Un ennemi intérieur, comme une part de moi tout entière prise dans une tempête faite d’oubli de sa nature divine et lumineuse.

Ainsi, on murmure que le véritable rôle de l’Adversaire n’aurait rien à voir avec le fait de nous anéantir. Au contraire, sa mission plus élevée serait en fait de générer un tel choc en nous que cela nous permettrait, par une prise de conscience de ce jeu de miroir et d’écho, de libérer cet ennemi intérieur qui baigne dans l’oubli et la haine de Soi. 

Par libérer, on peut entendre sublimer, transformer. L’alchimiste dira qu’il s’agit de se souvenir que tout est Lumière – Amour, donc – et qu’il s’agit donc de réintégrer cette part d’ombre qui est, en fait, de la Lumière qui a oublié qu’elle était Lumière ! De l’Amour qui a oublié qu’Il était Amour !

Ces parties de nous ainsi maîtrisées, dans le sens de harmoniser, nous permettraient alors de nous présenter, vraiment, aux autres et au monde. 

Sans masque. Sans artifices. Sans courbette de la colonne. Ni rictus ni tremblement. Et sans haine aucune, bien entendu. En Amour de notre véritable Visage.

Parce que notre Amour de Soi aurait ressuscité et qu’Il imprégnerait si profondément nos cellules qu’il ne serait plus possible d’y déroger. 

 

L’ADVERSAIRE S’INCLINE ET S’ÉVAPORE, C’EST LA LOI.

 

Alors, nous dit-on enfin, les épreuves s’apaisent et l’Adversaire – qu’Il soit apparu sous la forme d’une personne spécifique ou d’un évènement – l’Adversaire s’incline et s’évapore. C’est la Loi. 

Car les épreuves portées par l’Adversaire ont fait leur oeuvre. Elles ont fendu, en nous, les écorces des reflets. Et, nous, nous avons trouvé la force de déposer ces écorces, nos écorces, à nos pieds. Nous nous en sommes défaits. Ce faisant, nous renaissons de façon neuve. Alors, retournant à l’humus, ces épreuves engendrent fleurs et fruits. Cela aussi, c’est la Loi. Car la mort s’accompagne toujours d’une promesse de renaissance qui contient, en elle, une récompense en cela que c’est toujours – et uniquement – le passage d’un état archaïque à un nouvel état, plus élevé. Nous devenons notre propre récompense.
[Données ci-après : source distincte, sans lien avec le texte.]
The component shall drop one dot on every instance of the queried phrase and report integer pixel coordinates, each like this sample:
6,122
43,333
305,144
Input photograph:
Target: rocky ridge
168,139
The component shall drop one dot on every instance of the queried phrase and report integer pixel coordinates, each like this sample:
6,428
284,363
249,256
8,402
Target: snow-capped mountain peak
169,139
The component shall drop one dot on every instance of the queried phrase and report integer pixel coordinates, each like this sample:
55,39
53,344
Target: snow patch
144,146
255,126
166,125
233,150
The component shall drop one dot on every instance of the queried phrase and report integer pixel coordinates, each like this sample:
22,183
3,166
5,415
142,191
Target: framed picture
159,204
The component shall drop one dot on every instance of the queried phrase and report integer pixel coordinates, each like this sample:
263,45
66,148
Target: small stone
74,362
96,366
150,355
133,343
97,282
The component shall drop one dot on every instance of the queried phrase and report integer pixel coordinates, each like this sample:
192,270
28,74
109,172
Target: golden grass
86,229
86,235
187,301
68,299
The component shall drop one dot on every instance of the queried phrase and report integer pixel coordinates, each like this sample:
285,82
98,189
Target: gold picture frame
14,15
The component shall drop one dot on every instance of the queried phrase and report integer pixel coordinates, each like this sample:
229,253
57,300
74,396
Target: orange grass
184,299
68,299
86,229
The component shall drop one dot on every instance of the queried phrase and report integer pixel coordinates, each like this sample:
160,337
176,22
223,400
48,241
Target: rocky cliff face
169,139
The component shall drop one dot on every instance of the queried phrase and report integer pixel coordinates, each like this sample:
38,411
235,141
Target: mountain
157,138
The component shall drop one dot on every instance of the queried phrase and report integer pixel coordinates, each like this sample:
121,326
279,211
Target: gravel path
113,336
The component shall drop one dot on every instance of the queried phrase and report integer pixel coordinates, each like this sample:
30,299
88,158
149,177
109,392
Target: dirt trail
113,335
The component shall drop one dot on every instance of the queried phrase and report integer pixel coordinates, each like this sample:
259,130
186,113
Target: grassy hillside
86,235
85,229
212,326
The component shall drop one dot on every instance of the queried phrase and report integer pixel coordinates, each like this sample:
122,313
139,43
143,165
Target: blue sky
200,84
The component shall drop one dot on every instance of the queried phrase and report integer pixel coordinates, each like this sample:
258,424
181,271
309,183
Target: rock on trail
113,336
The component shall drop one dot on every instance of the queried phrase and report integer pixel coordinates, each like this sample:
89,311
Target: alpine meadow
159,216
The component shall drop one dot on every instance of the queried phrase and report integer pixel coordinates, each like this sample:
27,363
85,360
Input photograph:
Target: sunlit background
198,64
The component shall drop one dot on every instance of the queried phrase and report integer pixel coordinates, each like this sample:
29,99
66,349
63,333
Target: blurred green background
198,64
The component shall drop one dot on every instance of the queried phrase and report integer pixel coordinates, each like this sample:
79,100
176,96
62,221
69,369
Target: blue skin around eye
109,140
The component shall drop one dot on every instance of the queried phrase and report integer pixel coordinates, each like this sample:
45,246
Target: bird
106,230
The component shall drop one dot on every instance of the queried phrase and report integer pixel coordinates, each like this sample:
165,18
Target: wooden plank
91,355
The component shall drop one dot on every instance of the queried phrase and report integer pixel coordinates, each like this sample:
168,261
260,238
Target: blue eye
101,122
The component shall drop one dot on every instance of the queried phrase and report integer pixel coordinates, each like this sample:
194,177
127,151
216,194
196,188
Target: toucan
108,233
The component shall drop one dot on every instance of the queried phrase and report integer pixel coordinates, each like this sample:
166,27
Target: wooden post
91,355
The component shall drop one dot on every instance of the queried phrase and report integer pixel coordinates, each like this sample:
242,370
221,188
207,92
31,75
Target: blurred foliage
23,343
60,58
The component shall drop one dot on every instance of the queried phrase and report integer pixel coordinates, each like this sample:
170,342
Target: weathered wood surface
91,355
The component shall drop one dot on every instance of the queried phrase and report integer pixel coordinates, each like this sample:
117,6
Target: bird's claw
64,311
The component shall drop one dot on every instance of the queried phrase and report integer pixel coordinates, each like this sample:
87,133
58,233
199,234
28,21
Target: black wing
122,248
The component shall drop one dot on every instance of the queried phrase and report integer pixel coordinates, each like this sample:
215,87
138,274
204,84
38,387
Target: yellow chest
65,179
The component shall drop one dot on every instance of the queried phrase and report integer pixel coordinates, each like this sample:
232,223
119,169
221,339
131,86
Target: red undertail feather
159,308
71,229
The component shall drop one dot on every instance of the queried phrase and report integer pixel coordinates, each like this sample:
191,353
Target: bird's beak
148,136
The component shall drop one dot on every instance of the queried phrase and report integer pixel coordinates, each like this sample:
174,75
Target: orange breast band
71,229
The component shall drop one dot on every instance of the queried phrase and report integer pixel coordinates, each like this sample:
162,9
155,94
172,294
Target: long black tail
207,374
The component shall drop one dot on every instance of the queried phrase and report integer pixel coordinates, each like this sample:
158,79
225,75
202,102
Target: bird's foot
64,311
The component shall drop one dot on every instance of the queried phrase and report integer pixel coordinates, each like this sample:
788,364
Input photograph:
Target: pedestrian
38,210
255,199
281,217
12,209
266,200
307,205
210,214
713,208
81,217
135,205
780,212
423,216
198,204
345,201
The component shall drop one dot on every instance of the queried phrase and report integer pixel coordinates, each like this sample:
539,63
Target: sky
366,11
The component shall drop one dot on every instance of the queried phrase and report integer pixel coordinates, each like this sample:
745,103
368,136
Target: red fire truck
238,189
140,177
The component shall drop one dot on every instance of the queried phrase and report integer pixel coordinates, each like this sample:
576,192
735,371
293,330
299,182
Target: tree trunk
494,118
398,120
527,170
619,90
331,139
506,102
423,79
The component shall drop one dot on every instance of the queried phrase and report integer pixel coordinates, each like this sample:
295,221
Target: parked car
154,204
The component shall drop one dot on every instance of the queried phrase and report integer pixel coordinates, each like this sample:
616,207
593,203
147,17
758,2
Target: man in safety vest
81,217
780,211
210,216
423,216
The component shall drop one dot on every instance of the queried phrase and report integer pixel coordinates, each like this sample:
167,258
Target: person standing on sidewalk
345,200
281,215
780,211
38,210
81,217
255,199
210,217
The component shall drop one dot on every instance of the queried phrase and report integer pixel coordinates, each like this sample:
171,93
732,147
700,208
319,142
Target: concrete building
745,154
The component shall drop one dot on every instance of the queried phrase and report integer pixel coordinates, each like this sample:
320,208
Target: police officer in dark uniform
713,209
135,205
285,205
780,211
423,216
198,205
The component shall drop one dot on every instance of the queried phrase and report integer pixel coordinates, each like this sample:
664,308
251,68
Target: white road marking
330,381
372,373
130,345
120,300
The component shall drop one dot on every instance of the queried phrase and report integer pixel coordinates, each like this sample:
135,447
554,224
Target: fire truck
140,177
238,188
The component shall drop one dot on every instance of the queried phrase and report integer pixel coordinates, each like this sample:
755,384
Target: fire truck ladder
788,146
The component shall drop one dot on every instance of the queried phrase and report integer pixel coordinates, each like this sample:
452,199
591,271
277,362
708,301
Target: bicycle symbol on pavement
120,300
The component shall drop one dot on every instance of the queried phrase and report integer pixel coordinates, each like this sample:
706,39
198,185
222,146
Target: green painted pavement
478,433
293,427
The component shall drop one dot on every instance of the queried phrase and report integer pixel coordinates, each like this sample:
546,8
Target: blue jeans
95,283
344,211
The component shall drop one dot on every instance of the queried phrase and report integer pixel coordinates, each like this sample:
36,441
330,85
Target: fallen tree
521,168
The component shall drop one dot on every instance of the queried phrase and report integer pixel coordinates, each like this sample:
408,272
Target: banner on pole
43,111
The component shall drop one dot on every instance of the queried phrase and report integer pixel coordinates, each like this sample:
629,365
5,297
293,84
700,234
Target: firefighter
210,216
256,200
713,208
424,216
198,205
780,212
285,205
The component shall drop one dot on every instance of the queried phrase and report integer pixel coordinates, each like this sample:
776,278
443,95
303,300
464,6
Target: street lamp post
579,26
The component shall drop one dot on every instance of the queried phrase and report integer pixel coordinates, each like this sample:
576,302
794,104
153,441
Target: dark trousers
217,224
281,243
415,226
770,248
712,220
Surtout, ces épreuves auront aiguisé notre courage. Le courage de devenir visible. Le courage, surtout, d’être en Amour de Soi. De façon invincible et inaltérable.
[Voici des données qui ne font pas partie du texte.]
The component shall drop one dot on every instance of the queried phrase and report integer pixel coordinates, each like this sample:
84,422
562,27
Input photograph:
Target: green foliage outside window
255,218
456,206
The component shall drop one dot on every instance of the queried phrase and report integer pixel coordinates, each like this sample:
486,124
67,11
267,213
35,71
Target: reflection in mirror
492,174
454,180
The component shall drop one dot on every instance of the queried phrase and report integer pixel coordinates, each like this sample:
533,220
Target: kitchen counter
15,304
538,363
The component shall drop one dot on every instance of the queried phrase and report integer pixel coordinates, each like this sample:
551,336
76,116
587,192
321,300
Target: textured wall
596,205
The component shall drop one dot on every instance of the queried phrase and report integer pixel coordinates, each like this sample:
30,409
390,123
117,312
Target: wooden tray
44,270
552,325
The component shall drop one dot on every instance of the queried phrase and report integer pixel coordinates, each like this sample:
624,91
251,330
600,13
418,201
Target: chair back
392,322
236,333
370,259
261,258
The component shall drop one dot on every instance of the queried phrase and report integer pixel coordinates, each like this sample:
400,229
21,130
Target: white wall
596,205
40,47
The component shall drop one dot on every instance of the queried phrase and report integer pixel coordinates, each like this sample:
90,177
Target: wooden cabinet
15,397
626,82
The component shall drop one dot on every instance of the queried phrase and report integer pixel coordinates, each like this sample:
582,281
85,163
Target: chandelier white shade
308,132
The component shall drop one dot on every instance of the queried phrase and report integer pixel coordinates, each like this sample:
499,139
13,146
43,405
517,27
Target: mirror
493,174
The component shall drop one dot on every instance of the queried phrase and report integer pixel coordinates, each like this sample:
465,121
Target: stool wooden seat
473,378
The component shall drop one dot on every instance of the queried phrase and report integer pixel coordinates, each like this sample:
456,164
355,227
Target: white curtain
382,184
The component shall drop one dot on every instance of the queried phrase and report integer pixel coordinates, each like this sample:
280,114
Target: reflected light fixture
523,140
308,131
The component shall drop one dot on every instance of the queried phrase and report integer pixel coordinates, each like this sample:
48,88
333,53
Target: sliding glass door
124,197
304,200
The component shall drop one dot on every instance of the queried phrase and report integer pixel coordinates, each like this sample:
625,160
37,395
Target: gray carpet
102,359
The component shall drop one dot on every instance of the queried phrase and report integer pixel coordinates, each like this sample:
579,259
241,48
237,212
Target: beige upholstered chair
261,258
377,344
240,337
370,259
En face de moi, un dernier éclat de soleil passe à travers la vitre et glisse sur les chaussures de la jeune femme avant de retourner au Mystère. Les larmes ont encore coulé. Elle hoche la tête et soupire. Puis, elle se mouche. Longuement. Et très bruyamment.

Un petit sourire apparaît sur son visage.